Gustavo E. Etkin | Andrés
quería, necesitaba, creer en dios. Alguien, para él, tendría que haber querido
-y hecho- que todo sea. El espacio, las estrellas, los planetas, la Tierra, él.
A dios le rezaba todas las noches antes de dormir. Le pedía que su padre y su
madre no mueran nunca. Pero una vez murieron.
Y después dictaduras, torturas, matanzas.
Y las guerras a través de los siglos.
Hasta que empezó a preguntarse: ¿por qué dios hace o permite que pase todo eso? Así que, poco a poco dios lo fue decepcionando. Aunque finalmente se reconoció como ateo, también continuaba necesitando creer en algo. Si no era en dios, ¿en qué?

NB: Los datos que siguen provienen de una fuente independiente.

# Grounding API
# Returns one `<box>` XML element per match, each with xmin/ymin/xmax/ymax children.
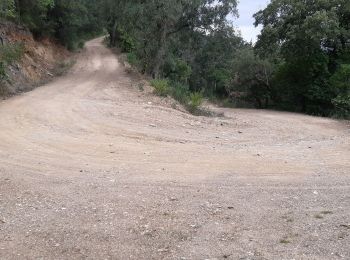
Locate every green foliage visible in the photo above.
<box><xmin>255</xmin><ymin>0</ymin><xmax>350</xmax><ymax>116</ymax></box>
<box><xmin>0</xmin><ymin>61</ymin><xmax>7</xmax><ymax>82</ymax></box>
<box><xmin>331</xmin><ymin>64</ymin><xmax>350</xmax><ymax>119</ymax></box>
<box><xmin>151</xmin><ymin>79</ymin><xmax>169</xmax><ymax>97</ymax></box>
<box><xmin>0</xmin><ymin>43</ymin><xmax>24</xmax><ymax>82</ymax></box>
<box><xmin>170</xmin><ymin>82</ymin><xmax>190</xmax><ymax>105</ymax></box>
<box><xmin>0</xmin><ymin>0</ymin><xmax>16</xmax><ymax>19</ymax></box>
<box><xmin>188</xmin><ymin>92</ymin><xmax>203</xmax><ymax>113</ymax></box>
<box><xmin>127</xmin><ymin>52</ymin><xmax>139</xmax><ymax>67</ymax></box>
<box><xmin>0</xmin><ymin>43</ymin><xmax>24</xmax><ymax>65</ymax></box>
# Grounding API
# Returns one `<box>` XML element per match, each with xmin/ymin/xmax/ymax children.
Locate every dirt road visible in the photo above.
<box><xmin>0</xmin><ymin>39</ymin><xmax>350</xmax><ymax>260</ymax></box>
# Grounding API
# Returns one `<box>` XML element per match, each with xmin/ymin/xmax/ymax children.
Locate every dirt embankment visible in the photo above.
<box><xmin>0</xmin><ymin>38</ymin><xmax>350</xmax><ymax>260</ymax></box>
<box><xmin>0</xmin><ymin>21</ymin><xmax>69</xmax><ymax>96</ymax></box>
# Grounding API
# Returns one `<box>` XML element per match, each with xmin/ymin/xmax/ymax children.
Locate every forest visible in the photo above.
<box><xmin>0</xmin><ymin>0</ymin><xmax>350</xmax><ymax>118</ymax></box>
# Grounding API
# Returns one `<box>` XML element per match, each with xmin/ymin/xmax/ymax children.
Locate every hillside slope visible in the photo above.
<box><xmin>0</xmin><ymin>39</ymin><xmax>350</xmax><ymax>260</ymax></box>
<box><xmin>0</xmin><ymin>21</ymin><xmax>68</xmax><ymax>96</ymax></box>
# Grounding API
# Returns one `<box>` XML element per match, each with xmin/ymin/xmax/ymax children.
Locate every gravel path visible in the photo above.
<box><xmin>0</xmin><ymin>39</ymin><xmax>350</xmax><ymax>260</ymax></box>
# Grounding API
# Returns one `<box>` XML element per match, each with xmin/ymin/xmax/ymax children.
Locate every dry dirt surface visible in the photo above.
<box><xmin>0</xmin><ymin>39</ymin><xmax>350</xmax><ymax>260</ymax></box>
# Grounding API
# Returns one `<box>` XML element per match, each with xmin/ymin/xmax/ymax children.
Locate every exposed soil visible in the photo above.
<box><xmin>0</xmin><ymin>21</ymin><xmax>70</xmax><ymax>98</ymax></box>
<box><xmin>0</xmin><ymin>39</ymin><xmax>350</xmax><ymax>260</ymax></box>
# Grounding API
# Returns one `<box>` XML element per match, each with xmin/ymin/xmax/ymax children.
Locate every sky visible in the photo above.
<box><xmin>233</xmin><ymin>0</ymin><xmax>270</xmax><ymax>43</ymax></box>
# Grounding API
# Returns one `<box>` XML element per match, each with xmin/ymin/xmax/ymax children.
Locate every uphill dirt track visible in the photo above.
<box><xmin>0</xmin><ymin>39</ymin><xmax>350</xmax><ymax>260</ymax></box>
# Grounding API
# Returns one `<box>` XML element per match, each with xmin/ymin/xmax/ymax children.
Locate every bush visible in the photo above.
<box><xmin>188</xmin><ymin>92</ymin><xmax>203</xmax><ymax>113</ymax></box>
<box><xmin>126</xmin><ymin>52</ymin><xmax>139</xmax><ymax>66</ymax></box>
<box><xmin>0</xmin><ymin>43</ymin><xmax>24</xmax><ymax>65</ymax></box>
<box><xmin>151</xmin><ymin>79</ymin><xmax>169</xmax><ymax>97</ymax></box>
<box><xmin>330</xmin><ymin>64</ymin><xmax>350</xmax><ymax>118</ymax></box>
<box><xmin>332</xmin><ymin>94</ymin><xmax>350</xmax><ymax>119</ymax></box>
<box><xmin>0</xmin><ymin>61</ymin><xmax>7</xmax><ymax>81</ymax></box>
<box><xmin>170</xmin><ymin>82</ymin><xmax>190</xmax><ymax>105</ymax></box>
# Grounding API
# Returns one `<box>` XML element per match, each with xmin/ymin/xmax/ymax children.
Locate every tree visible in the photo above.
<box><xmin>255</xmin><ymin>0</ymin><xmax>350</xmax><ymax>115</ymax></box>
<box><xmin>0</xmin><ymin>0</ymin><xmax>16</xmax><ymax>19</ymax></box>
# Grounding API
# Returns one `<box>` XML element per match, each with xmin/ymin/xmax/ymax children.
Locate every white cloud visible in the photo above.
<box><xmin>237</xmin><ymin>25</ymin><xmax>261</xmax><ymax>43</ymax></box>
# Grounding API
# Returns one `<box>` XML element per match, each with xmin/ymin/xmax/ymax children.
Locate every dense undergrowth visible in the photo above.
<box><xmin>0</xmin><ymin>0</ymin><xmax>350</xmax><ymax>118</ymax></box>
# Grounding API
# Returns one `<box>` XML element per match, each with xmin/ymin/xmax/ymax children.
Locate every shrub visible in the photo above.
<box><xmin>126</xmin><ymin>52</ymin><xmax>139</xmax><ymax>66</ymax></box>
<box><xmin>331</xmin><ymin>64</ymin><xmax>350</xmax><ymax>118</ymax></box>
<box><xmin>0</xmin><ymin>43</ymin><xmax>24</xmax><ymax>65</ymax></box>
<box><xmin>188</xmin><ymin>92</ymin><xmax>203</xmax><ymax>113</ymax></box>
<box><xmin>170</xmin><ymin>82</ymin><xmax>189</xmax><ymax>104</ymax></box>
<box><xmin>151</xmin><ymin>79</ymin><xmax>169</xmax><ymax>97</ymax></box>
<box><xmin>0</xmin><ymin>61</ymin><xmax>7</xmax><ymax>81</ymax></box>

Fue así que descubrió el marxismo, y empezó a creer en la inevitable y buena lucha de clases. Los explotados contra sus explotadores. Y el inevitable triunfo de la clase obrera que tomaría el poder y vendría el buen Hombre Nuevo. Y ahí todo sería mejor, porque siempre los obreros son buenos. Los obreros que, dirigiendo los sindicatos, no se comportan adecuadamente y decepcionan, no son más obreros. Son burócratas sindicales.
Así es que, a través del marxismo, Andrés pasó otra vez a creer en algo. A no dudar que, si bien no hay dios, hay algo más que esperanza: certeza de que -inevitablemente- habrá seres humanos buenos y que acabarán las continuas guerras en el planeta.
Entonces el marxismo pasó a ser su nueva religión.